Women of Legal Tech 2020

Women of Legal Tech: Jayne Reardon

The Legal Technology Resource Center’s Women of Legal Tech initiative is intended to encourage diversity and celebrate women in legal technology. This initiative launched in 2015 with a list of innovators and leaders in legal technology and with this year’s additions, that list now includes 120 talented and influential women leaders. Every Wednesday, we will be featuring a woman from our class of 2020. This week we have Jayne Reardon!

Jayne ReardonJayne Reardon is Executive Director at the Illinois Supreme Court’s Commission on Professionalism. Find her on Twitter @JayneRReardon.

 

 

 

How did you become involved in legal tech?

As a young associate, I remember having over 150 personal injury, medical malpractice, and product liability files in my credenza. I was surprised (actually appalled) at the absence of an organizational system for defending similar types of cases.

Most cases I handled followed a similar litigation path, and the leading authorities to be cited in pleadings remained relatively constant. I started organizing substantive research and form files into black three-ringed notebooks and shared them liberally among the associate ranks. In retrospect, the partners may not have been so pleased with my efficiency methods. But I thought then and think now: clients shouldn’t have to pay lawyers to reinvent the wheel if there is nothing novel about their case.

What projects have you been focused on recently?

Over the past few years, I’ve been researching, writing and presenting on the need for changes in the regulation of legal services. Increasingly, legal companies are delivering forms and products in the legal space. Consumers seem to be availing themselves of these DIY legal services and eschewing traditional lawyers. Lawyers are hamstrung from competing on a level playing field with legal companies by certain of the Rules of Professional Conduct. Changing some of the economic regulations that apply to lawyers may allow them to innovate and also may help connect consumers with appropriate and competent legal services. Some jurisdictions are addressing these challenges in the legal landscape by proposing that legal companies be subject to regulation and that certain Rules of Professional Conduct applicable to lawyers be revised. It’s exciting to see the innovative thinking coming from task forces in various jurisdictions.

Is there a legal tech resource of any kind that really helped you when you were starting out in the field?

The Commission on Professionalism is devoted to promoting more equitable, effective, and efficient legal and judicial systems for the people of Illinois. To that end, technology is a means. Various technology-enabled tools and processes and management systems exist that might help lawyers and judges provide better and more efficient legal services. During our annual The Future Is Now: Legal Services conference (due to social distancing guidelines related to COVID-19, The Future Is Now 2020 has been canceled. The Commission on Professionalism will hold The Future Is Now 2021 next spring in Chicago), in our blogs, and through our presentations, the Commission elevates leaders who’re innovating in the legal tech space and educates audiences on tech pathways that could improve their practices.

What technology do you think lawyers could look at in a different way that would benefit society?

I believe that lawyers should look at the services they provide in a different way. We have an ethical duty to consider new techniques that would benefit our clients and society at large. Lawyers should consider their value-add beyond what can be accomplished by technology. We need lawyers to apply their critical judgment, collective experience, and spirit of service in order to reimagine the profession as one that better serves society.

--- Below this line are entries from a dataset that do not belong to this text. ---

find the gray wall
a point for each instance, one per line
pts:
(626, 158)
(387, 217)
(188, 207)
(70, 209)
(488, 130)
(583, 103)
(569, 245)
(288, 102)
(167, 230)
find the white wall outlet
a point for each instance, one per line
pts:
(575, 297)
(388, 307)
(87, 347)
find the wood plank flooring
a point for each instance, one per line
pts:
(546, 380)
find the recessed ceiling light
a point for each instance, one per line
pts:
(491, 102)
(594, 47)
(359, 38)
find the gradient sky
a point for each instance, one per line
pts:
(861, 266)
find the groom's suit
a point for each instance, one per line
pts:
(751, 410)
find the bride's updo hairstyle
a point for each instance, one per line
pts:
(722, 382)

What advice would you give to other women who want to get involved in legal tech?

Go for it! The capital flowing into legal tech, as compared with the flat demand for traditional legal services, means that opportunity abounds. These opportunities are specifically valuable for entrepreneurial women and others who’ve been traditionally shut out of the Old-World order.

Give a shout-out to another woman in legal tech who you admire or have learned something from!

There are many women in legal tech who I both admire and have learned from. Kristen Sonday, COO of Paladin, and Erin Gerstenzang, founder of EHG Law Firm, are two of my heroes who’re exercising leadership and advancing legal tech to benefit the legal profession, our clients and society alike.